The latest National Health Reporting Authority (NHPA) report shows the vast majority of hospitals are beating the government target for deadly Staphylococcus aureus infections commonly known as golden staph.
This indicates most doctors and nurses are taking hygiene seriously, particularly when washing hands and using drips and catheters.
The report ranks hospitals according to the proportion of their patients whose blood became infected with the bacterium after admission.
It gives hospitals a way to see how they compare with their peers, says NHPA CEO Dr Diane Watson.
Every case is potentially preventable.
Although the bug is commonly found on the skin of healthy people, it is dangerous if it gets into the blood, with 20 to 35 per cent of cases ending in death.
There is particular concern about antibiotic-resistant strains.
The report allocates hospitals into four peer groups based on their size and proportion of vulnerable patients.
There were 1724 infections at public hospitals in 2012/13, with more than 80 per cent occurring at the biggest institutions, referred to as major hospitals in the report.
Those with a higher proportion of vulnerable patients accounted for 1020 infections, down from 1170 in 2010/11.
The best performing hospital in this peer group was the Prince Charles in Queensland.
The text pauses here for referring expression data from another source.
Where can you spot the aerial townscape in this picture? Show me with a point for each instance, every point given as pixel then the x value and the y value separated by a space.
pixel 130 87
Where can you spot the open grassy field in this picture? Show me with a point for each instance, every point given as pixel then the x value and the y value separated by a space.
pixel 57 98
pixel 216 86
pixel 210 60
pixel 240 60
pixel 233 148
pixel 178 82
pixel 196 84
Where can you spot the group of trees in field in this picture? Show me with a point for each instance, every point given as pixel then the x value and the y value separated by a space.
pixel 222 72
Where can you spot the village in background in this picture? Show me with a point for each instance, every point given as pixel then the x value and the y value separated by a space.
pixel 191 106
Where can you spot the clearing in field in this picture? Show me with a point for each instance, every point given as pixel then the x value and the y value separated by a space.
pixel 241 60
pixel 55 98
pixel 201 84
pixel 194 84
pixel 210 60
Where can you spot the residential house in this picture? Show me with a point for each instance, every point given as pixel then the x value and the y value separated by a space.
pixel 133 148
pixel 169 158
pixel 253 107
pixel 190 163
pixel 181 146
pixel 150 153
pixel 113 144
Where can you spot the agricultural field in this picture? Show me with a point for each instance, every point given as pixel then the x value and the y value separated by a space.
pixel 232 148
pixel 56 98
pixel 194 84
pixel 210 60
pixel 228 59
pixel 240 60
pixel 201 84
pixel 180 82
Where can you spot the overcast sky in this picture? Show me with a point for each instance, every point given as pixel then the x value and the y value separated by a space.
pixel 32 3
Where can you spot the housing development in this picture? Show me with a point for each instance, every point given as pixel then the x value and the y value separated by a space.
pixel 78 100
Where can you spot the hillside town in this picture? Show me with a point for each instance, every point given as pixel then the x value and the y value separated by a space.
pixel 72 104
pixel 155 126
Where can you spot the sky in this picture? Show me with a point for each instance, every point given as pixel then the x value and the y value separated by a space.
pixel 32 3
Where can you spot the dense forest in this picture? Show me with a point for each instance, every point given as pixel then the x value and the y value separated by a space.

The worst was the Royal Brisbane and Women’s hospital.
However, all 36 in the group beat the national target of no more than two infections per 10,000 patient bed days.
The report showed a problem at some hospitals, described as large in the report.
Among those with more vulnerable patients, Calvary Mater in Newcastle recorded 3.14 cases per 10,000 patient bed days and Peter MacCallum in Victoria recorded 2.71.
Victorian Eye & Ear, Auburn in NSW and Geraldton in WA reported zero cases.
The Consumers Health Forum of Australia welcomed the report.
It shows what’s possible and indicates where there is room for improvement, said spokesperson Mark Metherell.
Things are starting to improve, said Professor John Turnidge, leader of the national surveillance program for antimicrobial resistance and antibiotic use.
We have very few hospitals performing below the benchmark.
The next step is to work out what the best hospitals are doing, he says.
The results for 132 private and 586 public hospitals are available on the myhospitals website.